Lib/ipaddress.py
Source:
cpython 3.14 @ ab2d84fe1023/Lib/ipaddress.py
ipaddress (PEP 3144) provides immutable types for IPv4 and IPv6 addresses, networks, and interfaces. All parsing is pure Python with no C extension.
Map
| Lines | Symbol | Role |
|---|---|---|
| 1-100 | ip_address, ip_network, ip_interface | Factory functions; auto-detect v4/v6 |
| 101-400 | _BaseAddress, _BaseNetwork | Shared base classes; comparison, __contains__ |
| 401-750 | IPv4Address | 32-bit packed int; packed, exploded, is_private, is_loopback |
| 751-1000 | IPv4Network | CIDR network; network_address, broadcast_address, hosts(), subnets() |
| 1001-1300 | IPv4Interface | Address + network; ip, network, with_prefixlen |
| 1301-1700 | IPv6Address | 128-bit packed int; ipv4_mapped, sixtofour, teredo, is_link_local |
| 1701-2100 | IPv6Network | IPv6 CIDR; subnets(), supernet(), subnet_of() |
| 2101-2300 | IPv6Interface, _get_mixed_type_key, collapse_addresses, summarize_address_range | Utilities |
Reading
Address storage
Both IPv4Address and IPv6Address store the address as a Python int in self._ip. String parsing converts to the packed int representation.
# CPython: Lib/ipaddress.py:1158 IPv4Address.__init__
def __init__(self, address):
if isinstance(address, int):
self._check_int(address, 32)
self._ip = address
elif isinstance(address, bytes):
...
self._ip = int.from_bytes(address, 'big')
else:
addr_str = str(address)
...
self._ip = struct.unpack('!I', socket.inet_aton(addr_str))[0]
Network operations
IPv4Network stores the network address and prefix length. __contains__ checks if an address falls within the network using bitmask arithmetic.

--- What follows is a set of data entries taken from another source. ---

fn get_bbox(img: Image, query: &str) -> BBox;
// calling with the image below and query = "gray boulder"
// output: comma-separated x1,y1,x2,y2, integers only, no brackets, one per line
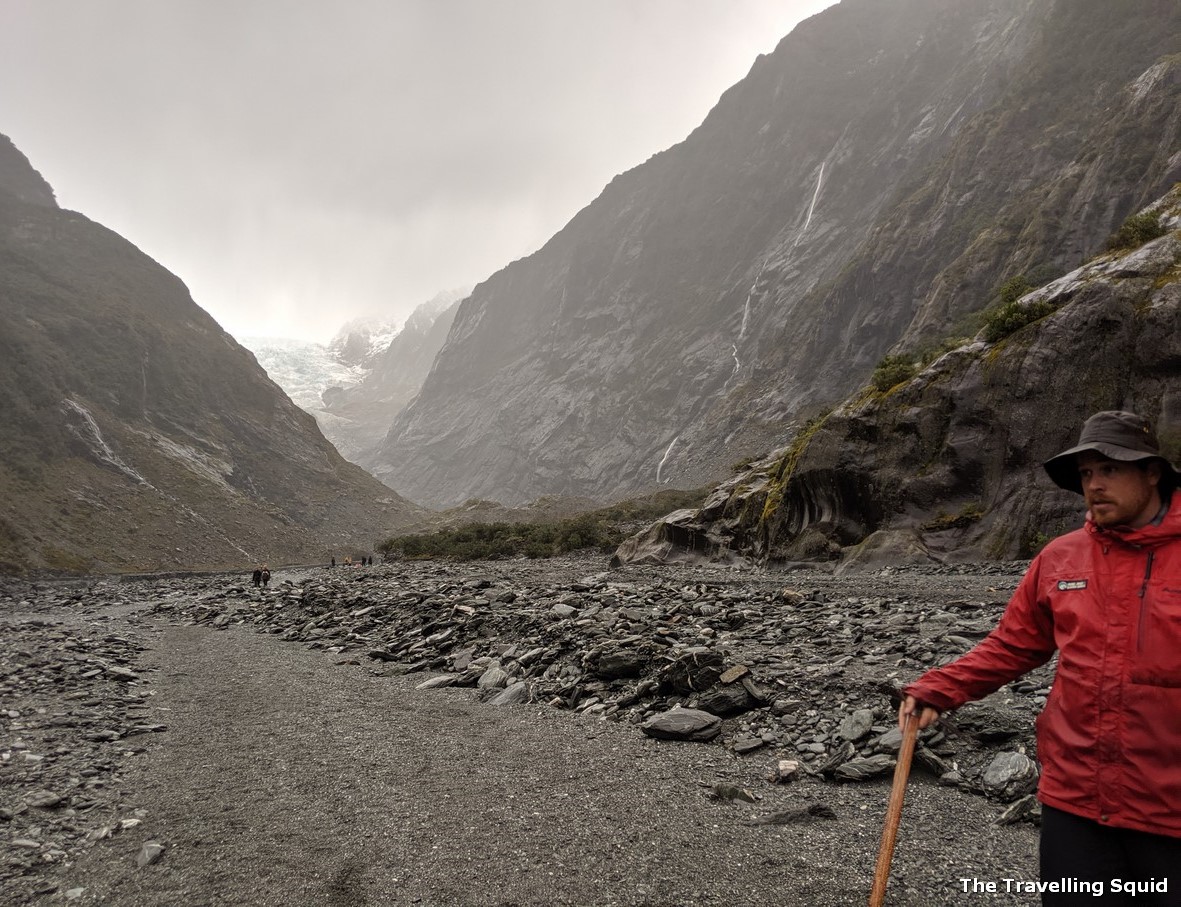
641,707,722,743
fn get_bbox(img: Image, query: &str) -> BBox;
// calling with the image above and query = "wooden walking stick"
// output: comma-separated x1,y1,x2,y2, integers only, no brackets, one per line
869,712,919,907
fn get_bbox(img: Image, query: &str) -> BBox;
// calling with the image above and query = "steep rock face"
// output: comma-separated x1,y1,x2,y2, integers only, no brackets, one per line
619,188,1181,563
372,0,1181,504
0,139,418,570
324,291,468,466
374,0,1044,503
0,136,58,208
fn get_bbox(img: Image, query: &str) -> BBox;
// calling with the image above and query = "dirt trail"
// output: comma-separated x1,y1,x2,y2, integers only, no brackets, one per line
39,613,1036,907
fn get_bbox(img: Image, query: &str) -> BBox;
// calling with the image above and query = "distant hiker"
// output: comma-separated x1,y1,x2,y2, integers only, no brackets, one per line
899,412,1181,905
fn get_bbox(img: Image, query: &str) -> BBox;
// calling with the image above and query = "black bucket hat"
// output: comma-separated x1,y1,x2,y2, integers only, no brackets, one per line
1043,410,1177,495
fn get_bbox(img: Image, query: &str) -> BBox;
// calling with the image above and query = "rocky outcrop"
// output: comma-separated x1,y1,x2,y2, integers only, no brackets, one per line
616,188,1181,567
373,0,1181,505
0,134,420,572
0,136,58,208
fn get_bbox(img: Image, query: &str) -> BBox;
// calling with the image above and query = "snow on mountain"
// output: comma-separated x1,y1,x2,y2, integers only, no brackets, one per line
240,337,363,427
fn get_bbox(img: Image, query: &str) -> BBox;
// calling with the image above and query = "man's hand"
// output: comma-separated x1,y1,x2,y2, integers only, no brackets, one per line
898,696,939,731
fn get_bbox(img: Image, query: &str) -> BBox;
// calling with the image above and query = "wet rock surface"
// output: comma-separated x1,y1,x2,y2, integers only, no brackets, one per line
0,557,1051,905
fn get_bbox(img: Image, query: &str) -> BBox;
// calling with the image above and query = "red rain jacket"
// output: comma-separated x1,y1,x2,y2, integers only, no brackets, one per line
905,491,1181,837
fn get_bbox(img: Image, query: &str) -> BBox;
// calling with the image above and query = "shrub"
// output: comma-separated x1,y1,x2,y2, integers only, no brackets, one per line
984,299,1057,344
869,354,919,393
1107,214,1168,252
997,274,1036,306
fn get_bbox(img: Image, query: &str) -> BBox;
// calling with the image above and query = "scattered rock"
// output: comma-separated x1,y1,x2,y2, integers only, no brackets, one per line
136,841,164,869
642,707,722,740
981,752,1038,801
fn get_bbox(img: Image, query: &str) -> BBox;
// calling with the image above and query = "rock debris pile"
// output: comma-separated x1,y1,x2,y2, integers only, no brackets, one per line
156,562,1051,809
0,587,167,896
0,557,1051,898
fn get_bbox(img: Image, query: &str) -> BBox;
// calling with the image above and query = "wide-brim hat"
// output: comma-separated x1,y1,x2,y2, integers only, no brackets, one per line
1043,410,1179,495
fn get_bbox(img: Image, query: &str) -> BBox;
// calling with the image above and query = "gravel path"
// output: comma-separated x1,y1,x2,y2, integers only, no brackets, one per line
0,562,1037,907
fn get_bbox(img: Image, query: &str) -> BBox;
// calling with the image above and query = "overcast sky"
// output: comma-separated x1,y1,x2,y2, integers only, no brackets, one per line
0,0,834,340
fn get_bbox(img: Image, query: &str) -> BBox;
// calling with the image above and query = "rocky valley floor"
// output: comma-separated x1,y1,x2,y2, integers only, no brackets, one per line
0,557,1050,907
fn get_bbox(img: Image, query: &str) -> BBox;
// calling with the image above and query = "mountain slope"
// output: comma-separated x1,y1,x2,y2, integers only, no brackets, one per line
619,185,1181,565
322,291,468,466
373,0,1181,504
0,139,419,570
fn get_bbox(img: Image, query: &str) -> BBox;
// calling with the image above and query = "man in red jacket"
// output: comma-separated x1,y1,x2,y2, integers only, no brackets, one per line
899,412,1181,906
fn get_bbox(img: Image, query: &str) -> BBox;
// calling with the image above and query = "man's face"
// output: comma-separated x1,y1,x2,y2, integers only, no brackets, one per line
1078,450,1161,529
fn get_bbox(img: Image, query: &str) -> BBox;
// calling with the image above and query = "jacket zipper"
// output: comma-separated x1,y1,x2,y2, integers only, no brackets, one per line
1136,552,1156,653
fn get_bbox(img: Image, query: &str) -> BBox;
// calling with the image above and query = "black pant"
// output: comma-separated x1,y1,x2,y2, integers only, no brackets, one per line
1040,804,1181,907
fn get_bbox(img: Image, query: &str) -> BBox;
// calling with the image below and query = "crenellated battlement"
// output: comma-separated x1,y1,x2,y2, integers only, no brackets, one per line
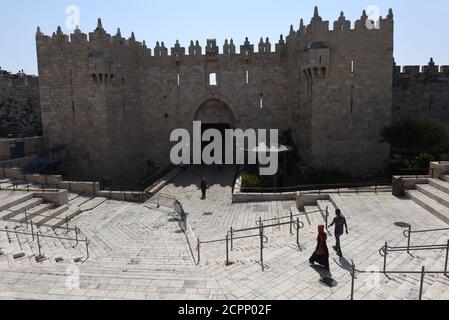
394,58,449,78
36,7,393,60
289,7,394,37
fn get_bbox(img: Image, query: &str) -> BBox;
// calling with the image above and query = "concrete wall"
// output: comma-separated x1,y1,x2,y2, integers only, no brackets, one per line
0,69,42,137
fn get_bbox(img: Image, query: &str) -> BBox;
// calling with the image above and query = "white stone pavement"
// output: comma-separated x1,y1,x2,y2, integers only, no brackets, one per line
0,167,449,300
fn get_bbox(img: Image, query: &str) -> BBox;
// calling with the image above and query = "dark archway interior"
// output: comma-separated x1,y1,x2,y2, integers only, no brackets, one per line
195,99,234,163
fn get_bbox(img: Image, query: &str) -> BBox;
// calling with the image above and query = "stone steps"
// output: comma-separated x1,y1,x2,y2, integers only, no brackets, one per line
69,195,95,207
0,191,16,202
14,203,55,223
0,192,33,211
301,206,325,227
33,205,69,227
2,198,44,220
46,207,81,228
405,190,449,224
416,184,449,208
429,179,449,194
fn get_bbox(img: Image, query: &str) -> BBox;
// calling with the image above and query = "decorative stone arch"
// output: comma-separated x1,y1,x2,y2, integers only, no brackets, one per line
191,94,240,127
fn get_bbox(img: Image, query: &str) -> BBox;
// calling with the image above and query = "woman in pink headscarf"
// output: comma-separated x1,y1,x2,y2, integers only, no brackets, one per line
309,225,329,270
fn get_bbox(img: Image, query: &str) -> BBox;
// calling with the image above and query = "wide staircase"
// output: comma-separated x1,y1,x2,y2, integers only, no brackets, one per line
0,184,106,269
406,175,449,224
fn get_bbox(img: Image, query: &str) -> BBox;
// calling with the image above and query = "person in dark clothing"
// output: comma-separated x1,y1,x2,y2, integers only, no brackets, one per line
200,177,207,199
329,209,349,257
309,225,330,271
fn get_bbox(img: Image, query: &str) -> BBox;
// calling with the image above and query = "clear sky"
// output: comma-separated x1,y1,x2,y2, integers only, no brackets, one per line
0,0,449,74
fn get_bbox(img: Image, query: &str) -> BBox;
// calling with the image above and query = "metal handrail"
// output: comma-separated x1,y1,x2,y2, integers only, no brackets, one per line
241,181,391,194
404,227,449,238
404,225,449,253
379,240,449,274
349,260,449,300
379,244,447,257
0,225,90,260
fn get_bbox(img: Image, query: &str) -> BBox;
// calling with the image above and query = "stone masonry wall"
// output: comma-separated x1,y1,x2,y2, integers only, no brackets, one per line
393,59,449,124
36,9,400,184
0,69,42,137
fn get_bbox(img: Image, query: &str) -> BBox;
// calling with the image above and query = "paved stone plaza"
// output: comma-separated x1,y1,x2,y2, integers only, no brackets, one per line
0,167,449,299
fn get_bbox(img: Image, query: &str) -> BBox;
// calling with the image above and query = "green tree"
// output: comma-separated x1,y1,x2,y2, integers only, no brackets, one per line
382,118,449,163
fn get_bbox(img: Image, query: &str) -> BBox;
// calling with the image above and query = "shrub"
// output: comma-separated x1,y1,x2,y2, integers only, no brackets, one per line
242,173,262,188
382,118,449,159
439,153,449,161
415,152,435,169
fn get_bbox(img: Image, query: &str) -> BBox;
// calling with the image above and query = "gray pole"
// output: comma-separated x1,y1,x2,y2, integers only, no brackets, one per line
260,222,265,272
196,238,201,265
419,267,426,300
296,218,299,247
351,262,355,300
407,226,412,254
444,240,449,277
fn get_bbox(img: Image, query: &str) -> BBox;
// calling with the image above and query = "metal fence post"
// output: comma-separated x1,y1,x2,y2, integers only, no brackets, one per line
407,226,412,254
5,226,12,243
30,220,34,241
75,226,78,246
260,222,265,272
226,234,229,266
25,210,28,230
296,218,300,247
444,240,449,277
231,227,234,251
37,231,42,256
196,238,201,265
419,266,426,300
86,237,89,259
351,262,355,301
290,209,293,235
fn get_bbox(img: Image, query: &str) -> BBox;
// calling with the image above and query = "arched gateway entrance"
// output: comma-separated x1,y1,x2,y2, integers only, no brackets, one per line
194,98,235,163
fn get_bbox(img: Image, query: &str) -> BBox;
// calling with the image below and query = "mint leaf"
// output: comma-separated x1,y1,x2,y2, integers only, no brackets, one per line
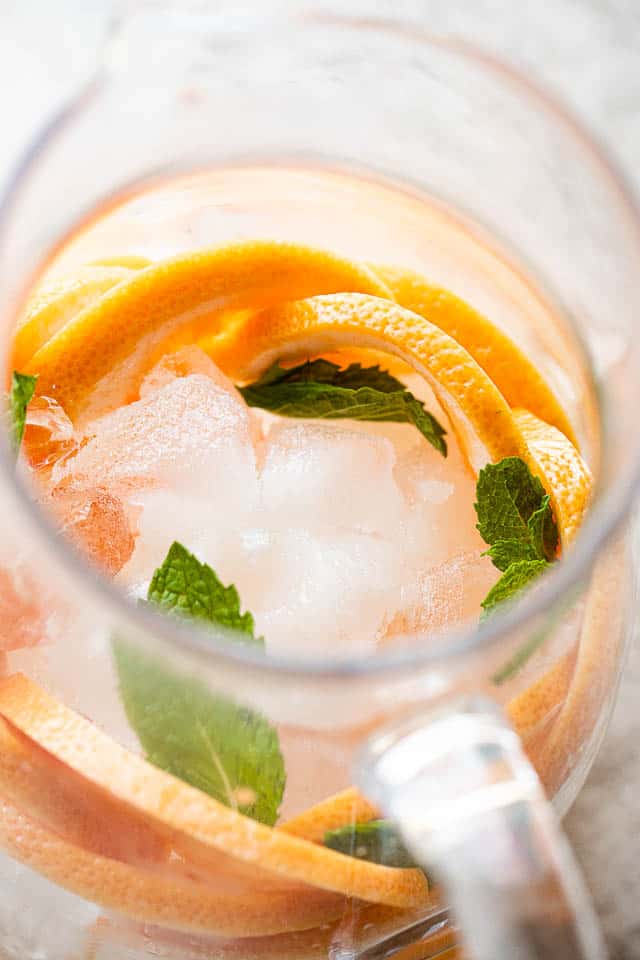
239,360,447,457
113,639,286,826
481,560,551,619
254,358,406,393
475,457,559,668
113,543,286,825
324,820,417,867
484,540,540,571
475,457,546,545
147,543,264,646
527,496,559,563
9,370,38,457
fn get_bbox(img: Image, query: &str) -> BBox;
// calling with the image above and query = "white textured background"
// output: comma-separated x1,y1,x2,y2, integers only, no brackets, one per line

# CPython: Lib/ipaddress.py:1430 IPv4Network.__contains__
def __contains__(self, other):
...
return (int(other) & int(self.netmask)) == int(self.network_address)
hosts() generator
# CPython: Lib/ipaddress.py:1500 IPv4Network.hosts
def hosts(self):
network = int(self.network_address)
broadcast = int(self.broadcast_address)
for x in range(network + 1, broadcast):
yield self._address_class(x)
For a /32 it yields the single host address; for a /31 (point-to-point) it yields both addresses.
collapse_addresses
Merges a list of networks into the minimal set of non-overlapping CIDR blocks, using a sorted merge of adjacent prefixes.
gopy notes
Status: not yet ported. Pure Python, no C dependencies. The Go standard library net/netip (Go 1.18+) provides Addr, Prefix, and AddrRange with similar semantics. A gopy port would wrap net/netip types as Python-visible objects.